To say something like, “Sounds like a guy who couldn’t handle pressure, then got his act together and is getting the job done,” comes off as ignorant.  Clearly his job isn’t as stressful as a cop or a firefighter.  Any moron can see that.  You’re failing to recognize that in all likelihood, it wasn’t his job that was causing his anxiety.  It was perhaps enhanced by it, but probably not caused by it.  Anxiety is a very real disorder.  Millions of people suffer from it to varying degrees.  He had every right to “walk out on his teammates” because it’s probably what he had to do to get his life back on track.

Ron
14 years ago

“Sounds like a guy who couldn’t handle pressure, then got his act together and is getting the job done,”

Is that what happened, or did I miss something? Like the interviews where Greinke said the same thing?

It’s easy to call someone a moron and ignorant. Insulting someone without knowing anything about them or their background is the same thing.

You guys can make Greinke out to be a hero all you want, but he’s not. He’s just a ballplayer.

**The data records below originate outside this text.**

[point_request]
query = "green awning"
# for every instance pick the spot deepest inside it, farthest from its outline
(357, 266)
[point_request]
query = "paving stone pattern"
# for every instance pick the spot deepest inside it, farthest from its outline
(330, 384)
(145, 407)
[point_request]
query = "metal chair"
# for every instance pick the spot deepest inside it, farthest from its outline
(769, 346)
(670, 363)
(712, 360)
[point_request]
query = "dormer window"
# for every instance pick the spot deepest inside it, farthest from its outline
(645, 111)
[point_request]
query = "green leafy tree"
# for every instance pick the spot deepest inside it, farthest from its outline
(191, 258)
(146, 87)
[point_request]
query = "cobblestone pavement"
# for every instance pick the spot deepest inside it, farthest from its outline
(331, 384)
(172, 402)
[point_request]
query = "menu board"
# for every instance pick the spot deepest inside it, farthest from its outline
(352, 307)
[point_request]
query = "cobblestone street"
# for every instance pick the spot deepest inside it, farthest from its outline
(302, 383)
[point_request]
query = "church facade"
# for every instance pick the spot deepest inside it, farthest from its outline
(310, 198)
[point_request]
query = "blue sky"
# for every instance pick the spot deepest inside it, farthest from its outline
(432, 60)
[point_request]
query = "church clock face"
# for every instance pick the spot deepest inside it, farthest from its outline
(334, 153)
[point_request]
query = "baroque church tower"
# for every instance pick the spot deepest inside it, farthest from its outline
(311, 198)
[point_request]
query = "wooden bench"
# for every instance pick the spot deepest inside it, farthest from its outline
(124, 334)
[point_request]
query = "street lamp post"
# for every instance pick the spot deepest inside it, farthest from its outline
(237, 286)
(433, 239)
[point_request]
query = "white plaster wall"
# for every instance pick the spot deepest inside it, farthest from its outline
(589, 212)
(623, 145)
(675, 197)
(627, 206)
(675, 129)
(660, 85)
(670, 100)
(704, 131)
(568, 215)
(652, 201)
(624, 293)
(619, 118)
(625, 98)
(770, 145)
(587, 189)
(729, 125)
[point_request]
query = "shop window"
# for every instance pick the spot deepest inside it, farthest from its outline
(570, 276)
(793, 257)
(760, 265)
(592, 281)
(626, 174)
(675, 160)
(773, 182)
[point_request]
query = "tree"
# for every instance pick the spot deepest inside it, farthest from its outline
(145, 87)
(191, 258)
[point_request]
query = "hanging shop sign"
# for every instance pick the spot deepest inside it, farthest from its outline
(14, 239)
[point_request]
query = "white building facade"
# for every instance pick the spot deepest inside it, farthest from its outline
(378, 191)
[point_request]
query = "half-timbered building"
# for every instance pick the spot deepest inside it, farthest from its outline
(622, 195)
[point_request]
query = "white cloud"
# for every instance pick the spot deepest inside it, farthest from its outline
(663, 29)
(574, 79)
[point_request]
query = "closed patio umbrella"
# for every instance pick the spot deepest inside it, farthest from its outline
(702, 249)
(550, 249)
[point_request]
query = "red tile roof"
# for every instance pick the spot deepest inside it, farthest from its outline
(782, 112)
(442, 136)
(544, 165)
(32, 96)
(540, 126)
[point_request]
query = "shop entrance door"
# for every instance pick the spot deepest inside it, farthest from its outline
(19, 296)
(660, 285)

Jim Abbott wasn’t a hero because he played baseball.
Jim Esienrich wasn’t a hero because he played baseball.
Bert Sheppard wasn’t a hero because he played baseball.
Tony Conigliaro wasn’t a hero because he played baseball.
Sal Maglie wasn’t a hero because he played baseball.

They were just ball players.

Too many people are try to make out Greinke is some sort of demi-god who can cure the ills of the world.

If you think he’s a hero because of what he went through, that’s your right. But he’s not.

And if you say he’s not a hero, then why is every story written about him lead with what he went through?

If it doesn’t matter, don’t say it.

Eddo
14 years ago

Nice post, Craig.  Reminds me of my favorite quote, from the esteemed Abraham Lincoln (who had a ton of flaws):

“It has been my experience that folks who have no vices have very few virtues.”